これは、昨日の拍子抜けするほど面白かったかもしれない本、
に比すると、
まったく拍子抜けしない、ある意味「面白くない」本だなあ。
批判しようがないという面において。
皆、自分個人の物語、ストーリーを持っている。
そして個を個たらしめるストーリー展開、そのリアリティを社会が支えている。
この場合の個人とか「私」とかいうものは、
「肉体」といわれているが、「エゴ」ともいえるように思う。
「肉体」はたとえば一部が損傷されても「死」なない限りは生きている。
「エゴ」もまた同じで、それは損傷や変容を乗り越えて生き続ける。
自我意識、というのは本当に不思議でミラクルだ。
これを乗り物として船に喩えていたのは、うんこくさい(雲黒斎)。
ストーリーは不思議だ。
それは、なんていうか、わたしを魅了し続ける。
わたし個人の話をするなら、わたしは、物語を描く人でありたかった。
それを切り取って、シャボン玉のように宙へ吹き上げるの。
こういうことを「純粋」にする人でありたかった。
でも「純粋」に物語を語るためには、どこまでもついて回ろうとする「自分」が邪魔をする。
よく「自動書記」のようなことを言う人がいるが、
わたしはこれが出来ない。
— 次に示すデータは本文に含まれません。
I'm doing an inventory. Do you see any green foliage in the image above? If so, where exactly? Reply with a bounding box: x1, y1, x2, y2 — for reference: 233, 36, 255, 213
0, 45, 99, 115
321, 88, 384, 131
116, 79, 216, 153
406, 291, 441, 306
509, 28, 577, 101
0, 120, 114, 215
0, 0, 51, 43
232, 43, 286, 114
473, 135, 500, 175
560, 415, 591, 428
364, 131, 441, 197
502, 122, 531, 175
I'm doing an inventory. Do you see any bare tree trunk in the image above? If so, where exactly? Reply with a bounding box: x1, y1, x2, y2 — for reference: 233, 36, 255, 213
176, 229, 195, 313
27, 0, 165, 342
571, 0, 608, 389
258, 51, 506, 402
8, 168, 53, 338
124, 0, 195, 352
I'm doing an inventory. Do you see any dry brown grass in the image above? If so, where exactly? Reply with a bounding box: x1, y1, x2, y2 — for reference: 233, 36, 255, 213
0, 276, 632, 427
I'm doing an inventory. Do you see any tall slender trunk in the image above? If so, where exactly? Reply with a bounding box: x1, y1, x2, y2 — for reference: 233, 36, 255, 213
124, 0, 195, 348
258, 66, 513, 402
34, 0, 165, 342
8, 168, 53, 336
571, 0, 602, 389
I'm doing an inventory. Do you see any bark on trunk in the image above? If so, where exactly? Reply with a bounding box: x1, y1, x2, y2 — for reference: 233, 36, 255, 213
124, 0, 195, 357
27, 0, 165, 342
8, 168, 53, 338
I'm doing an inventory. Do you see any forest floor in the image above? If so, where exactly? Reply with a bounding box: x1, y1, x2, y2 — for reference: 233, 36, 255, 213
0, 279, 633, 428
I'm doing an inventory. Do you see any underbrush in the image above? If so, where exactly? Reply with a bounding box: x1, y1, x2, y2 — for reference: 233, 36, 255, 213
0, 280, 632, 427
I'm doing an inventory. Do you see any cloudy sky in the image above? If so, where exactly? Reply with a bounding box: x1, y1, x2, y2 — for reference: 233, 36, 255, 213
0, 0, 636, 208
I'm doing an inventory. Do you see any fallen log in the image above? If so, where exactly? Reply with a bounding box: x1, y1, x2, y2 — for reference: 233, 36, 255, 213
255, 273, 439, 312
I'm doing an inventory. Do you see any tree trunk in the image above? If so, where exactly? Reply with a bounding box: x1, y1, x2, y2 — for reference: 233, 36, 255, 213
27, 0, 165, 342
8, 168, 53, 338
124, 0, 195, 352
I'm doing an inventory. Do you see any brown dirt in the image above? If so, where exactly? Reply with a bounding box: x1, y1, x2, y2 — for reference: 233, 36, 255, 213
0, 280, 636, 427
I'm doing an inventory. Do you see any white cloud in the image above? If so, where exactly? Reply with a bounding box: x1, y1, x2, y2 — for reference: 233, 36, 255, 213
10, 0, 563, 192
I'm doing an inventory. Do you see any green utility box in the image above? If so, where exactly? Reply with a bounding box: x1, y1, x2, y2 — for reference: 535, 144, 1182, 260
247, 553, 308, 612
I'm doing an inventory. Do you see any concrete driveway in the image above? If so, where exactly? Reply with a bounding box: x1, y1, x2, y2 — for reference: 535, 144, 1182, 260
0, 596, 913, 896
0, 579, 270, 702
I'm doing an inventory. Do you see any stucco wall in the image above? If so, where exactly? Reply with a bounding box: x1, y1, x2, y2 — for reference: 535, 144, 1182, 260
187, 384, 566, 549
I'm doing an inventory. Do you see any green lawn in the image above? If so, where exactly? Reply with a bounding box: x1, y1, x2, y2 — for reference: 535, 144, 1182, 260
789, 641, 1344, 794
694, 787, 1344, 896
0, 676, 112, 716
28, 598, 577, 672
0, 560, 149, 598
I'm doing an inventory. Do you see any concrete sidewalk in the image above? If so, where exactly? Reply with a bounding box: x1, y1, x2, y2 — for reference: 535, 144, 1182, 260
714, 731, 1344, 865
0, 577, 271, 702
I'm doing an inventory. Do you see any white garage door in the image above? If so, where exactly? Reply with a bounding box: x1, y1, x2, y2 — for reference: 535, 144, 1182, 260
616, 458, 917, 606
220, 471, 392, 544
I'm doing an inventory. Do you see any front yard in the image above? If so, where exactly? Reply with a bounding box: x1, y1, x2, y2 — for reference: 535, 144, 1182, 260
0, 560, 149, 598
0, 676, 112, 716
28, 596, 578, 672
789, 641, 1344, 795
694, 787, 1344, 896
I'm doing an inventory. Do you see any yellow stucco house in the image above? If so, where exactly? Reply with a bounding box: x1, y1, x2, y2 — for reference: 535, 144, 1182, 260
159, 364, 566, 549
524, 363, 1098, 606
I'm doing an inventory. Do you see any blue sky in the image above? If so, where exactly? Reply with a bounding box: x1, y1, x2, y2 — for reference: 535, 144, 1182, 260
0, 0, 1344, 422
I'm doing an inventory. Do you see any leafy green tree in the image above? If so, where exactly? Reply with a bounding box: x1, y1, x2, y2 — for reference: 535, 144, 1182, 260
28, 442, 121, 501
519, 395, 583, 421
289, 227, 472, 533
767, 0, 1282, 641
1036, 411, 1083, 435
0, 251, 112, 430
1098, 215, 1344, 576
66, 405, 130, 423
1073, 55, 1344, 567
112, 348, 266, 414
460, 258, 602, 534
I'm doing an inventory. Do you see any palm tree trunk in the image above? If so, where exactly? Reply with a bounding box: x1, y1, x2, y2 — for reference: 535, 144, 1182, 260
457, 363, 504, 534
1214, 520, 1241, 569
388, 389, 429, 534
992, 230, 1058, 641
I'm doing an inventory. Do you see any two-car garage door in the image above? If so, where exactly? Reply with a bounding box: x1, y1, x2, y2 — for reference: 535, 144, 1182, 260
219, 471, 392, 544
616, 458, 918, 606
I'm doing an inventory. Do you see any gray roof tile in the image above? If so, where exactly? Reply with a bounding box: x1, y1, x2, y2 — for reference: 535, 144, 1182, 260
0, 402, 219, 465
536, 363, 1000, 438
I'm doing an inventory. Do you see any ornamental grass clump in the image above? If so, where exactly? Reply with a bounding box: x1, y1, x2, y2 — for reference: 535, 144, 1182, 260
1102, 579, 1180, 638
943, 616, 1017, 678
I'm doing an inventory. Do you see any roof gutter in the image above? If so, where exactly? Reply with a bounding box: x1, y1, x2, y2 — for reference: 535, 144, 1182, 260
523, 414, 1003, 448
(ほとんどの人が出来ないだろうけど)
言語の力、言語のもつ有限性、一貫性、整合性に引導を渡してしまうということはあっても、
これわたしが書いたの?へええということは、よほど忘れ去れるくらい年月が経たない限り、印象に残っていない限り、ありえないだろう。
それはある意味「わたし」の「コントロール」下にある。
「知的」であるということが、邪魔をする、
この際、
なんだろう、「個人」を消失することの邪魔をする、ということは、
よくある。
必ずしもあるわけじゃないが。
そんなことを言えば、「知的」でないことが、「個人」の消失を邪魔することだってよくある。
実際じゃあ、
「我」の消失と「知的」には何の関係性も比例もない。
ないのだがしかし、
「知的」であることには確かに罠がある。
その罠は、「面白い」という性格をもつ。
「知的」であることは、「面白く」てつい、夢中になってしまうという性質がある。
「宇宙人」がいる、と想像することは「知的」なことだ。
「宇宙人なんているわけない」
あるいはそれは「幽霊」であっても構わないのだが、
「幽霊なんているわけがない」と断ずる人が、だが幽霊でない存在つまり我々はいる、と信じ込んでいるのだとすれば、
これはまったく「知的」な態度であるとは言えない。
宇宙人がいないと断ずることが(仮に)出来るなら、我々もいないと断ずることが出来なくてはおかしい。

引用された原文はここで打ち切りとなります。